The main algorithm relies on the structure exploration done in the function
[walk](https://github.com/ArnaudBuchholz/ArnaudBuchholz.github.io/blob/
65e9bf2164a3081a90f92fe2ff4805479880ea6b/blog/post/Code%20analysis/
verify.js#L71) and, once the **$.ajax** structure is detected, the function
[checkAjaxCallbacks](https://github.com/ArnaudBuchholz/ArnaudBuchholz.github.io/
blob/65e9bf2164a3081a90f92fe2ff4805479880ea6b/blog/post/Code%20analysis/
verify.js#L36) takes care of checking the parameters.
To use it, first get it from the GitHub repository
(use the [raw](https://raw.githubusercontent.com/ArnaudBuchholz/
ArnaudBuchholz.github.io/master/blog/post/Code%20analysis/verify.js) button).

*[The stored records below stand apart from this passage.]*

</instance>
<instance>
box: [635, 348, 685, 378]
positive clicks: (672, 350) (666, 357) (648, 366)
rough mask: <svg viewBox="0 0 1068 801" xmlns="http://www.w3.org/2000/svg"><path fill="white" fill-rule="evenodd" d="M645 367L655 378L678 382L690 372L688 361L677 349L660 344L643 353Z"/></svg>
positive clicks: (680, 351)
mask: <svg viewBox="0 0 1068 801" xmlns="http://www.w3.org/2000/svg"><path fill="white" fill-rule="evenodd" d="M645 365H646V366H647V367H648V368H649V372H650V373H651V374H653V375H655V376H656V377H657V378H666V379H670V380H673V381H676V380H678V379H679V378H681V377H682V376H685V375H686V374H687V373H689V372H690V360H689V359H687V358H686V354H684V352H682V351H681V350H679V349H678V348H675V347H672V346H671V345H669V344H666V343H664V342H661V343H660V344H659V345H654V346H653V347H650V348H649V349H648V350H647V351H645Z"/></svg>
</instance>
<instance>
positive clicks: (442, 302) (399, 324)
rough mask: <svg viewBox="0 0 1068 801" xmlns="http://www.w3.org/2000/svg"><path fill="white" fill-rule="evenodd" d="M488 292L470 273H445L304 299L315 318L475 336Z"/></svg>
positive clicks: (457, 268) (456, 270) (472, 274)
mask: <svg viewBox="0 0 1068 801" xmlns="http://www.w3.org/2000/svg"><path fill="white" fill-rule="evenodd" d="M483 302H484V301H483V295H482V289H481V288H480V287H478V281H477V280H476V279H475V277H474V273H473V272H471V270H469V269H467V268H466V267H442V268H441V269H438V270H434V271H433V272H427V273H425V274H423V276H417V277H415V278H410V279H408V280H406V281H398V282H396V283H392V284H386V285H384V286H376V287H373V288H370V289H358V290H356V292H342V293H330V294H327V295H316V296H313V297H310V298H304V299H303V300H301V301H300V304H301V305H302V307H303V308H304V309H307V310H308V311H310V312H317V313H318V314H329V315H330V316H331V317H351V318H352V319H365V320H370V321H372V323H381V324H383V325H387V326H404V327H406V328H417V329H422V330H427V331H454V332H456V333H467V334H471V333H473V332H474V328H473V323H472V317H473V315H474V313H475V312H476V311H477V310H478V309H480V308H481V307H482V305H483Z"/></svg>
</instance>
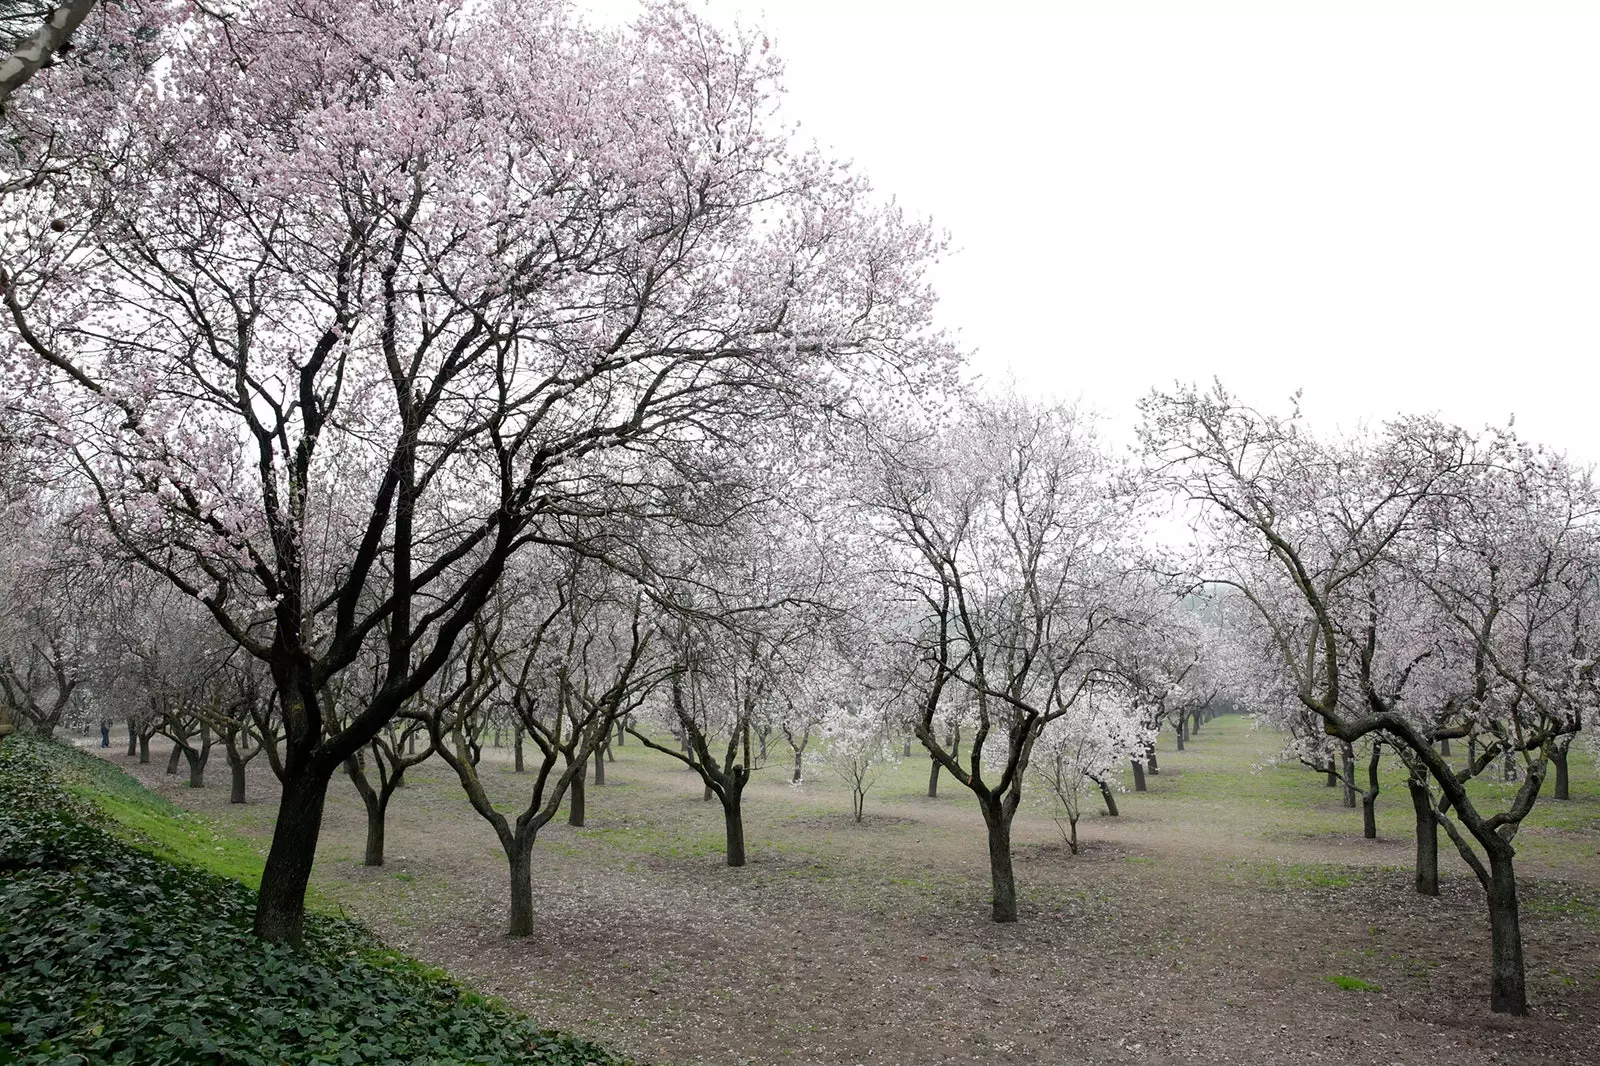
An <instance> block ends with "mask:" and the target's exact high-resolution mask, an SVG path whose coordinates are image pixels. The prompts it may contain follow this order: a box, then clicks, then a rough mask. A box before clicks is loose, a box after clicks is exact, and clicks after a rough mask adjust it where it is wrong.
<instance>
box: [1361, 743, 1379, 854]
mask: <svg viewBox="0 0 1600 1066" xmlns="http://www.w3.org/2000/svg"><path fill="white" fill-rule="evenodd" d="M1382 754H1384V749H1382V744H1378V743H1374V744H1373V754H1371V759H1368V760H1366V789H1363V791H1362V836H1363V837H1365V839H1368V840H1376V839H1378V787H1379V784H1378V760H1379V759H1382Z"/></svg>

Supposing you have [nodeJs](http://nodejs.org/) installed, open a command prompt
and type:
* npm install gpf-js
* npm install esprima
![Setup](https://arnaudbuchholz.github.io/blog/post/Code%20analysis/setup.png)
Then you are ready to go.
Type "node verify"
![Help](https://arnaudbuchholz.github.io/blog/post/Code%20analysis/help.png)
Or download the two samples and test them:
* [sample1.js](https://arnaudbuchholz.github.io/blog/post/Code%20analysis/
sample1.js)
![Sample 1](https://arnaudbuchholz.github.io/blog/post/Code%20analysis/
sample1.png)
* [sample2.js](https://arnaudbuchholz.github.io/blog/post/Code%20analysis/
sample2.js)
![Sample 2](https://arnaudbuchholz.github.io/blog/post/Code%20analysis/
sample2.png)
### To conclude
JavaScript linting with JSHint is necessary. However, you might need a more
advanced tool that is capable of understanding the meaning of the algorithm
to get a deeper validation of your code.
With this article, I tried to demonstrate only a fragment of what can be done
with the AST structure generated by esprima.
But once the door is opened:
* You can also check function signatures or dependencies, keep track of closures,
handle variable types...
* You may also think of generating statistics, documentation...
* Why not modifying the AST structure in order to manipulate the code and
generate a modified version of it: have a look on
[escodegen](https://github.com/estools/escodegen).